Closed mrx23dot closed 2 years ago
I would be also nice to mention if it needs to be the same for writing the DB, or just reading it.
i'm not convinced this is actually plyvel specific, since plyvel passes the number directly to NewBloomFilterPolicy
:
options.filter_policy = NewBloomFilterPolicy(bloom_filter_bits)
...for use in the options passed to leveldb:
st = leveldb.DB_Open(self.options, fsname, &self._db)
so i guess you either misunderstand how it works (sorry, don't know myself), or leveldb is acting in an unexpected way.

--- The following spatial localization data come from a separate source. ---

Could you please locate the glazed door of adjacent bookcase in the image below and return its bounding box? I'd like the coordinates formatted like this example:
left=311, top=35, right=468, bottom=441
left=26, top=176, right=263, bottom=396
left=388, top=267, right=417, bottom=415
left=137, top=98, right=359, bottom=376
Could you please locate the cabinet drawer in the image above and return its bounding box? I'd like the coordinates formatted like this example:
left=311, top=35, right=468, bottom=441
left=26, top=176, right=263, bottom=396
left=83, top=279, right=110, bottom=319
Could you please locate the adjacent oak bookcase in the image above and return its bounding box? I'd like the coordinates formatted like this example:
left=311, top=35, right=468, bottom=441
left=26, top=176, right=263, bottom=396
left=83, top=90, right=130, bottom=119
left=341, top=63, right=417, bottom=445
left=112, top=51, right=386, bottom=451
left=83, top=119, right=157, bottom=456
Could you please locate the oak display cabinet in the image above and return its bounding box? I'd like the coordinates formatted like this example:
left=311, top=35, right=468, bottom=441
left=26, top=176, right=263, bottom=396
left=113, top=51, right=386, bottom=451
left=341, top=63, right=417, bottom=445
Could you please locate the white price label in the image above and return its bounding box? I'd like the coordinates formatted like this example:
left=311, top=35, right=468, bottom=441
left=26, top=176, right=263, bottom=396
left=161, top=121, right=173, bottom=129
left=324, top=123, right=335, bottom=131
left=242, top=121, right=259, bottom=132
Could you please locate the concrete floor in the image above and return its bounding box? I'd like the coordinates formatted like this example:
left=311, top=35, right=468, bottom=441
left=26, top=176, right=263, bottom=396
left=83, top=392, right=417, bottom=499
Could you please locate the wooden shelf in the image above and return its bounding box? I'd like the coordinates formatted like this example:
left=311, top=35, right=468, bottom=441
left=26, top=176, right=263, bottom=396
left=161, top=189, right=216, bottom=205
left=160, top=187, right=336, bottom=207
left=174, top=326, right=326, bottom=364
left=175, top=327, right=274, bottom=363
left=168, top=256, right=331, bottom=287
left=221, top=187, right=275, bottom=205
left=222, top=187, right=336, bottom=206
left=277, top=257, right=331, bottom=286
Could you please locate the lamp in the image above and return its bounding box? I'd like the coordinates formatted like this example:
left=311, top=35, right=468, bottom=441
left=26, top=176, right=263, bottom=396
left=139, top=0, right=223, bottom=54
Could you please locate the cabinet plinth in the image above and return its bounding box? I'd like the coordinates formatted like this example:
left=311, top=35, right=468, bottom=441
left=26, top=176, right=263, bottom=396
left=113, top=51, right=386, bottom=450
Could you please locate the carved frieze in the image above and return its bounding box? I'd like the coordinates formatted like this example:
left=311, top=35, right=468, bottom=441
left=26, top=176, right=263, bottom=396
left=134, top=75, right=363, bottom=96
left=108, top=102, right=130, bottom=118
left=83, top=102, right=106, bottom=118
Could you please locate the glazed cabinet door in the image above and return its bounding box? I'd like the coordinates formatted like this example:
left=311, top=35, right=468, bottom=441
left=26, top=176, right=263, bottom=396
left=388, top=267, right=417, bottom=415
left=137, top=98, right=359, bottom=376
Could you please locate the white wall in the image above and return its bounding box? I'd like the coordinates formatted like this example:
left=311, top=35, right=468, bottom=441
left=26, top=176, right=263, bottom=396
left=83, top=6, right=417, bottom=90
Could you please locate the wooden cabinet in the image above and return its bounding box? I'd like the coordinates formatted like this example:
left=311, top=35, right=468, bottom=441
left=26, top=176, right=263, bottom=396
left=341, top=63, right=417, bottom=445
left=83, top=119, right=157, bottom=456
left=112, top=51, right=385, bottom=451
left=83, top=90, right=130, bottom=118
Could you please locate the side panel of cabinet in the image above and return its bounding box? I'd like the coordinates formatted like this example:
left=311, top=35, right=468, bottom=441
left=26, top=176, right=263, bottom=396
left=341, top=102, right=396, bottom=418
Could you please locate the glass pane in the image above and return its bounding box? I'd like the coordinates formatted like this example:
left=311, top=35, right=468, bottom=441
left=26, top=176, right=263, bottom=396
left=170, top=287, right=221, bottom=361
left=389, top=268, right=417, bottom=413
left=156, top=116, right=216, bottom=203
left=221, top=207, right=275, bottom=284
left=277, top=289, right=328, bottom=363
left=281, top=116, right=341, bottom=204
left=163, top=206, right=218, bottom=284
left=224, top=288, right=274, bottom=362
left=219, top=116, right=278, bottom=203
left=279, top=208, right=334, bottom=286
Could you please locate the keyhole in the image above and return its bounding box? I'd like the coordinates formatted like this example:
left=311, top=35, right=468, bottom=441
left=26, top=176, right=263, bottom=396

you're passing a huge value
>>> 128*(1024**2)*8
1073741824
while ‘a good value’ is a mere 10 bits. it's per key:
// Return a new filter policy that uses a bloom filter with approximately
// the specified number of bits per key. A good value for bits_per_key
// is 10, which yields a filter with ~ 1% false positive rate.
//
// Callers must delete the result after any database that is using the
// result has been closed.
//
// Note: if you are using a custom comparator that ignores some parts
// of the keys being compared, you must not use NewBloomFilterPolicy()
// and must provide your own FilterPolicy that also ignores the
// corresponding parts of the keys. For example, if the comparator
// ignores trailing spaces, it would be incorrect to use a
// FilterPolicy (like NewBloomFilterPolicy) that does not ignore
// trailing spaces in keys.
LEVELDB_EXPORT const FilterPolicy* NewBloomFilterPolicy(int bits_per_key);
see https://github.com/google/leveldb/blob/main/include/leveldb/filter_policy.h#L54-L68
'per key' makes sense, thank you!
cool, added it to the docs as well
Based on doc I interpret bloom_filter_bits to be applied once to entire DB. But when I do 128MB bloom/DB:
db = plyvel.DB(DB_DIR, bloom_filter_bits=128*(1024**2)*8, create_if_missing=True, compression=None, paranoid_checks=False)
it takes up +12GB RAM
bloom_filter_bits=1073741824 # same result bloom_filter_bits=1*(1024**2) # same result
doc say: bloom_filter_bits (int) – the number of bits to use for a bloom filter; the default of 0 means that no bloom filter will be used
So either it's not working or doc should say that's per record bases.